1,3 millard d’euros. C’est le montant que rapportent chaque année les récifs coralliens, herbiers et mangroves aux économies des neuf collectivités des Outre-mer. C’est l’un des nombreux éclairages sur l’environnement familier des Collectivités ultramarines qu’a apporté l’institut IFRECOR (Initiative Française pour les récifs coralliens) à l’occasion d’un colloque organisé à l’Institut océanographique de Paris pour ses 15 ans.
« On prend soin de quelque chose dans trois cas précis: lorsqu’elle suscite de l’émerveillement, qu’elle nous appartient ou quand elle nous rapporte des bénéfices », déclare Pascal Nicolas, économiste de l’environnement au Centre de recherches insulaires et observatoire de l’environnement. Conduit pendant près de 5 ans, cette étude permet pour la première fois de quantifier ces espaces vitaux en Outre-mer . « Il ne s’agit pas de dire que la nature est à acheter ou à vendre mais de rendre compte de l’importance de l’environnement dans nos sociétés. Cette thématique a une place toute aussi importante que l’éducation, la santé, etc », précise l’expert. Un avis que partage Barbara Pompili, la sécrétaire d’Etat chargée de la biodiversité présente à cet évènement. « La valeur économique des récifs coralliens des Outre-mer français permet aussi de quantifier le manque à gagner en cas de perte et de dégradations de ces espaces », ajoute-t-elle.
Ces récifs coralliens, herbiers et mangroves contribuent à hauteur de 2% en moyenne dans le produit intérieur brut de ces collectivités. Un chiffre qui peut aller jusqu’à 8% dans certaines économies, comme à Saint-Barthélémy. La richesse économique s’appuie sur deux types de services rendus par les récifs coralliens. D’abord, les services rendus dit « visibles » comme le tourisme bleu ou le secteur de la pêche et de l’aquaculture. À titre d’exemple, la perliculture représente un marché de 30 millions d’euros pour l’économie de la Polynésie Française. Puis, il existe des services rendus appelés « invisibles », à l’instar de la protection côtière et de la séquestration du carbone. Ainsi, les récifs coralliens des Outre-mer absorbent chaque année 2 millions de tonnes de CO2, soit l’équivalent du nombre de tonnes de carbone rejetées par le traffic aérien en Outre-mer. Nicolas Pascal rappelle également que ce sous-sol corallien stocke 80 millions de tonnes de CO2.
Vers une pharmacopée issue des coraux ?
Mais les bénéfices de ces zones récifales ne sont pas seulement économiques, comme le souligne Pascale Joannot, directrice adjointe des collections au Muséum National d’Histoire Naturelle. La question de la recherche sur les coraux ne doit pas uniquement se poser en terme environnemental et écologique. Il existe un potentiel non négligeable des coraux en matière médicale. Sur les premières espèces quantifiées et recensées, certaines ont des propriétés anti-cancéreuses, anti-virales ou anti-inflammatoires.

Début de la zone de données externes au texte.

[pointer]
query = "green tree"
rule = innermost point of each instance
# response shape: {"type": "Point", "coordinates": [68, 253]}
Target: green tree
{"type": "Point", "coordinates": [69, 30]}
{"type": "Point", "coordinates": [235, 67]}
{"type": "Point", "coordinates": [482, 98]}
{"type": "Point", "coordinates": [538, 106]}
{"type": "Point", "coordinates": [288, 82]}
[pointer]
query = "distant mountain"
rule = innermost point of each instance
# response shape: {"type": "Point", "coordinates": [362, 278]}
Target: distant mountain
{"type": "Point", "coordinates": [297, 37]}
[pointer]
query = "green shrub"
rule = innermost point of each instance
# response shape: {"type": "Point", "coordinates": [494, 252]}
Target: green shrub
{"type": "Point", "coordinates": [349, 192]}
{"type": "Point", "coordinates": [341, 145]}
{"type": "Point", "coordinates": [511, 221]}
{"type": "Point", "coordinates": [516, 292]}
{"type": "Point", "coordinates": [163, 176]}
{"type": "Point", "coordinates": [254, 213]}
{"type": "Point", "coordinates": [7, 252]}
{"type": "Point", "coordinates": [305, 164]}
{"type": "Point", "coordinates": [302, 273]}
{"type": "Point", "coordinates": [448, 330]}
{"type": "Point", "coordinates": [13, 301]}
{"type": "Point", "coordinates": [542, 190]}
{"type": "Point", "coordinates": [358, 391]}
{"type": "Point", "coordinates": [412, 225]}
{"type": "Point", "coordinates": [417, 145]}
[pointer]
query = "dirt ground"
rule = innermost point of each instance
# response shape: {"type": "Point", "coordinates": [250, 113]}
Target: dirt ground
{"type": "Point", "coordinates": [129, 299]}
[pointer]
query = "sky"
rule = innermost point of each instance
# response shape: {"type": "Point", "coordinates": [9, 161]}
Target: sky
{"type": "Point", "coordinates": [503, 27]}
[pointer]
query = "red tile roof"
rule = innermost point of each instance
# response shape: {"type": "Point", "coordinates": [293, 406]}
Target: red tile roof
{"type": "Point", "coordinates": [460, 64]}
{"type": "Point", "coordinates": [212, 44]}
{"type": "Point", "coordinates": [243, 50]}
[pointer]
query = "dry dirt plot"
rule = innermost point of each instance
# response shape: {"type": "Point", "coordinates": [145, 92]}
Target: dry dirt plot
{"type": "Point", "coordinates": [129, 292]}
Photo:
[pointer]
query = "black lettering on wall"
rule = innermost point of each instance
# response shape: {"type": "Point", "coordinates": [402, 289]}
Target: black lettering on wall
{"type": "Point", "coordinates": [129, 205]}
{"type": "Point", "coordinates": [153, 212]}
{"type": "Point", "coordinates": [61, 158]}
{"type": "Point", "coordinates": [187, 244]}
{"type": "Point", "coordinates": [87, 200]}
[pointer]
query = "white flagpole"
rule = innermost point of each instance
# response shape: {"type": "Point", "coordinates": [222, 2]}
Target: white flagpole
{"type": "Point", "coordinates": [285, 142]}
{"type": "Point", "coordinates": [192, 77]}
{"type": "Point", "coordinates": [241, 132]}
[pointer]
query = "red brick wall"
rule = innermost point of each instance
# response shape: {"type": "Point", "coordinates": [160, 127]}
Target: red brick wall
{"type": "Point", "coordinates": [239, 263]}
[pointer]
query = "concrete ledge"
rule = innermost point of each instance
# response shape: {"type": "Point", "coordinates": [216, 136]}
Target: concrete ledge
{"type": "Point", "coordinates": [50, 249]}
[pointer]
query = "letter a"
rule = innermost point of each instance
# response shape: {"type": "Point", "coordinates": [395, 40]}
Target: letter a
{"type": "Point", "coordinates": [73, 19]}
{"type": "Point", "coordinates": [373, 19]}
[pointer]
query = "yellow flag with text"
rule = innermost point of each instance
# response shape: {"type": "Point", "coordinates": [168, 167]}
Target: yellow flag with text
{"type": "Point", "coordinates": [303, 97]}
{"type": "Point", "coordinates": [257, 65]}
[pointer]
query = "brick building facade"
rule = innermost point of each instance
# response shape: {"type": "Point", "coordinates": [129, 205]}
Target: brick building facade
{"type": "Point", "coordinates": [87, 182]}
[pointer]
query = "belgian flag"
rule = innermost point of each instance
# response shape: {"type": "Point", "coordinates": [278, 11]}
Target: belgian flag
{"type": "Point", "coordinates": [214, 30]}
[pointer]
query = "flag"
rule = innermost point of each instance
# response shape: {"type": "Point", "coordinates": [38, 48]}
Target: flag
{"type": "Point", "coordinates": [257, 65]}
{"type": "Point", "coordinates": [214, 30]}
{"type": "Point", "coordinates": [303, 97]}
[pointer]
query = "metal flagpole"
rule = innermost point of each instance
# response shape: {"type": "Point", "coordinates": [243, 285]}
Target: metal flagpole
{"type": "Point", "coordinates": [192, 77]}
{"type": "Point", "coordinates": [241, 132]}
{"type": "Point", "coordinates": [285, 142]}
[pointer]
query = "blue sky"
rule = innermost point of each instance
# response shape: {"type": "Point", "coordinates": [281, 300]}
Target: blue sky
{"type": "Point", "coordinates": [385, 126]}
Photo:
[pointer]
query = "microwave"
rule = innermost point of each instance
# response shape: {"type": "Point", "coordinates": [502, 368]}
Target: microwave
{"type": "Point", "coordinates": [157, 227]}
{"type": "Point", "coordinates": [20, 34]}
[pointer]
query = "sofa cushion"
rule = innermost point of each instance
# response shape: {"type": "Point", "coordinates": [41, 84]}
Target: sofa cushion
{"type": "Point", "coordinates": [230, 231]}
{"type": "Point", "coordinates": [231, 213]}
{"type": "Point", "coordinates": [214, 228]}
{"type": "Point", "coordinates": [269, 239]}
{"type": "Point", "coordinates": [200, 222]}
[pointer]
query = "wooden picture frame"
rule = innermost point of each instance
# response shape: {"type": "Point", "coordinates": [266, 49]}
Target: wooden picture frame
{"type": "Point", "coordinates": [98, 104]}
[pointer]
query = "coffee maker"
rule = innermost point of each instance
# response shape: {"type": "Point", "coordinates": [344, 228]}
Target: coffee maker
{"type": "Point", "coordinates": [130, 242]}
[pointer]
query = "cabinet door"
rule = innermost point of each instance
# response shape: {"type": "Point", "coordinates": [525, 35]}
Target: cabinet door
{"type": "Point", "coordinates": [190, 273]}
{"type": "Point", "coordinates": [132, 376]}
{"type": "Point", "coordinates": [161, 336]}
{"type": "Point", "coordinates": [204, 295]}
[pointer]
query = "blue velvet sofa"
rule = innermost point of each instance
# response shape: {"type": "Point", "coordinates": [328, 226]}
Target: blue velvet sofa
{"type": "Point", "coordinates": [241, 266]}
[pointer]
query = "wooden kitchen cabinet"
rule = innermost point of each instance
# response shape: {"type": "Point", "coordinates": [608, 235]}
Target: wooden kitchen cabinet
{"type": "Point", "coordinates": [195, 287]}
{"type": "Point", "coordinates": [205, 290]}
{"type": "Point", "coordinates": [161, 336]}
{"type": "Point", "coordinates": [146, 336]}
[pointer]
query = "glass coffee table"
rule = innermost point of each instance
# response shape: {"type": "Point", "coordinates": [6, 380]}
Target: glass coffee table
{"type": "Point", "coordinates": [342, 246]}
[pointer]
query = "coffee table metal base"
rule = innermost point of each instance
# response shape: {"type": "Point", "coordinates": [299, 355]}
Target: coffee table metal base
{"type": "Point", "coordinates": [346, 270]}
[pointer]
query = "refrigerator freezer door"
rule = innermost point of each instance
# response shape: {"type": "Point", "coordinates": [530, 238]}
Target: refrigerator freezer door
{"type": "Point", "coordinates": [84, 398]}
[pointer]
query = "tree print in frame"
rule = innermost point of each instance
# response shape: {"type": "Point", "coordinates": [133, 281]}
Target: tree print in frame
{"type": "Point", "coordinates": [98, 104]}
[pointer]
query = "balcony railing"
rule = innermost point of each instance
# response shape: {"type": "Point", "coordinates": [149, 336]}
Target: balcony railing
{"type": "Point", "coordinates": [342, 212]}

Mais toutes ces richesses issues des récifs coralliens et les mangroves sont aussi chaque jour un plus fragilisés, contraste Aurélie Thomassin, chargée de mission Biodiversité et des récifs coralliens auprès du Ministère de l’écologie. La spécialiste a dressé un état des lieux des récifs coralliens et des écosystèmes associées. Une situation d’autant plus complexe puisque chaque collectivité d’Outre-mer présente des spéficités. Ainsi,en Guadeloupe,le taux de recouvrement corallien a diminué de 30 à 50%. À l’inverse, la Nouvelle-Calédonie et la Polynésie Française disposent encore de zones récifales en bonne santé et préservées. Cependant, ces territoires du Pacifique font face à de nouvelles menaces (l’acanthaster et les cyclones très violents) qui peuvent modifier ce constat.
Encadré :
Créée en 1999, l’IFRECOR agit pour la protection et la gestion durable des récifs coralliens et des écosystèmes associés (mangroves, herbiers) dans les collectivités françaises d’outre-mer. L’IFRECOR est la déclinaison nationale de l’Initiative internationale pour les récifs coralliens (ICRI) initiée en 1995 par les Etats-Unis. Un réseau de 8 comités locaux dans les territoires ultra-marins abritant des récifs coralliens: Guadeloupe, Saint- Martin, Martinique, La Réunion, Mayotte, les îles Éparses (de l’océan indien), Nouvelle-Calédonie, Wallis et Futuna et la Polynésie française. Saint-Barthélémy a souhaité récemment avoir son comité local. C’est l’écrivain académicien Érik Orsenna qui parraine le 15ème anniversaire de l’IFRECOR.